Net sales increased 6.4 percent to $2.5 billion in the three months ended Oct. 28, compared to $2.3 billion a year earlier, above analysts’ expectations for $2.47 billion.
Skin care was once again its fastest-growing category, driven by double-digit growth in the mass and prestige segments. Among the brands highlighted as growth drivers were Drunk Elephant, Good Molecules, La Roche Posey and Dermalogica.
The fragrance and bath category delivered low-double-digit growth, while sales in the makeup category were flat, with midsingle-digit growth in mass makeup offsetting a modest decline in prestige makeup.
“While many mass brands continue to benefit from engaging newness and social engagement, our prestige makeup business was more challenged as we continue to lap the strong impact of last year’s Fenty launch,” said chief executive officer Dave Kimbell during a call with analysts.
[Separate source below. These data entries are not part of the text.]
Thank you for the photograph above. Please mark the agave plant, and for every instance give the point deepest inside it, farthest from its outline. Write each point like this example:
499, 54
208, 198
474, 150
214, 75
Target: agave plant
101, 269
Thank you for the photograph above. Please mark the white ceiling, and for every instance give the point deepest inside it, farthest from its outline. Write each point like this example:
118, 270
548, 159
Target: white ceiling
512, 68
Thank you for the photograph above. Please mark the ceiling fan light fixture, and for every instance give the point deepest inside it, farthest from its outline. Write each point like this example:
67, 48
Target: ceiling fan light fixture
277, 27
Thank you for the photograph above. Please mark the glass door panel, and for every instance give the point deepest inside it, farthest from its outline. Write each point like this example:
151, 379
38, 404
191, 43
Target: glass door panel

This contrasted with Circana’s third-quarter beauty report, which found that makeup maintained its position as the fastest-growing category within prestige by revenue growth, posting $7.1 billion in sales year-to-date, up 16 percent versus last year.
Kimbell noted that at Ulta, the overall prestige category was pressured at its stores due to expanded points of distribution. “There are hundreds more brick-and-mortar locations in the market now than there were even just a couple of years ago.”
He didn’t name any competitors, but as Ulta expands its partnership with Target, Sephora has been multiplying at Kohl’s, which has many doors close to Ulta stores in strip malls.
Among the brands being merchandised in the smaller formats are Rare Beauty, Fenty Beauty, Nars, Charlotte Tilbury, Sephora Collection, Ilia, Lancôme and Too Faced in makeup. The skin care/body care category offers Dr. Dennis Gross, Sol de Janeiro, Biossance, Dr. Jart and Supergoop.
Ulta’s net income for the quarter dropped to $249.5 million from $274.6 million a year ago. Diluted earnings per share were $5.07, down from $5.34, but above Wall Street forecasts of $4.96.
Ulta raised its full-year fiscal outlook for net sales to a range of $11.1 billion to $11.15 billion, up from the $11.05 billion to $11.15 billion previously projected. Diluted EPS guidance was also adjusted to a range of $25.20 to $25.60, from $25.10 to $25.60.
The results came as the company said Scott Settersten has decided to retire as chief financial officer after nearly 20 years, effective April 1.
Paula Oyibo, senior vice president of finance, will succeed Settersten as CFO and will report to Kimbell.
This comes not long after Kecia L. Steelman, Ulta’s chief operating officer who is viewed in industry circles as a potential successor to CEO Dave Kimbell, added president to her title. Prior to being appointed CEO, Kimbell also had the title of president.